The investigation and takedown involved law enforcement action in 17 countries, including Canada, Costa Rica, the Netherlands, Spain, Morocco, Sweden, Switzerland, Cyprus, Australia, China, Norway, Latvia, Luxembourg, the UK, Russia, and the U.S.
None of the allegations have been proven.
“As alleged, the only liberty that Liberty Reserve gave many of its users was the freedom to commit crimes – the coin of its realm was anonymity, and it became a popular hub for fraudsters, hackers, and traffickers,” said Manhattan U.S. attorney, Preet Bharara. “The global enforcement action we announce today is an important step towards reining in the ‘Wild West’ of illicit Internet banking. As crime goes increasingly global, the long arm of the law has to get even longer, and in this case, it encircled the earth.”
At the same time as the criminal charges were brought, the U.S. Department of the Treasury designated Liberty Reserve “a financial institution of primary money laundering concern”, alleging that its virtual currency “is specifically designed and frequently used to facilitate money laundering in cyber space.”
“Liberty Reserve is widely used by criminals worldwide to store, transfer, and launder the proceeds of a variety of illicit activities,” the Treasury said, alleging that its virtual currency “has become a preferred method of payment on websites dedicated to the promotion and facilitation of illicit web based activity, including identity fraud, credit card theft, online scams, and dissemination of computer malware.”

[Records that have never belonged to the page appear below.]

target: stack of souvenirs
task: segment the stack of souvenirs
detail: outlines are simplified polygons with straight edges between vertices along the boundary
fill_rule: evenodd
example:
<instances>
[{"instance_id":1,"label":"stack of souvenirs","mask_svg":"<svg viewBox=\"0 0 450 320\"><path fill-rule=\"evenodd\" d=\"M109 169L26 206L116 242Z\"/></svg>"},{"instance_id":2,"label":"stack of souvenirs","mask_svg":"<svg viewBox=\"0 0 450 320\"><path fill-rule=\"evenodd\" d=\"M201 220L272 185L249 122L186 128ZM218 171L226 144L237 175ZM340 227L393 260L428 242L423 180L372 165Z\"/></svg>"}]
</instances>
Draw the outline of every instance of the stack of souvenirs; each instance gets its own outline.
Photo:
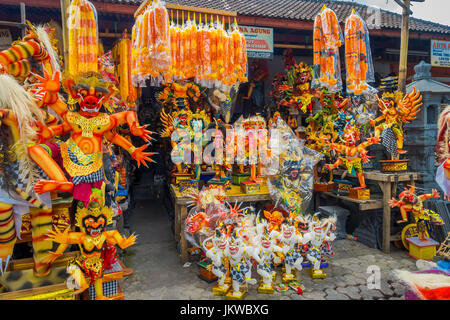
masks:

Treasury’s Financial Crimes Enforcement Network also issued a notice of proposed rulemaking that, if adopted as a final rule, would prohibit covered U.S. financial institutions from opening or maintaining correspondent, or payable-through accounts, for foreign banks that are being used to process transactions involving Liberty Reserve. It also proposes to require covered financial institutions to apply special due diligence to their correspondent accounts maintained on behalf of foreign banks to guard against any transactions involving Liberty Reserve. If adopted, these measures would effectively cut off Liberty Reserve from the U.S. financial system, it says.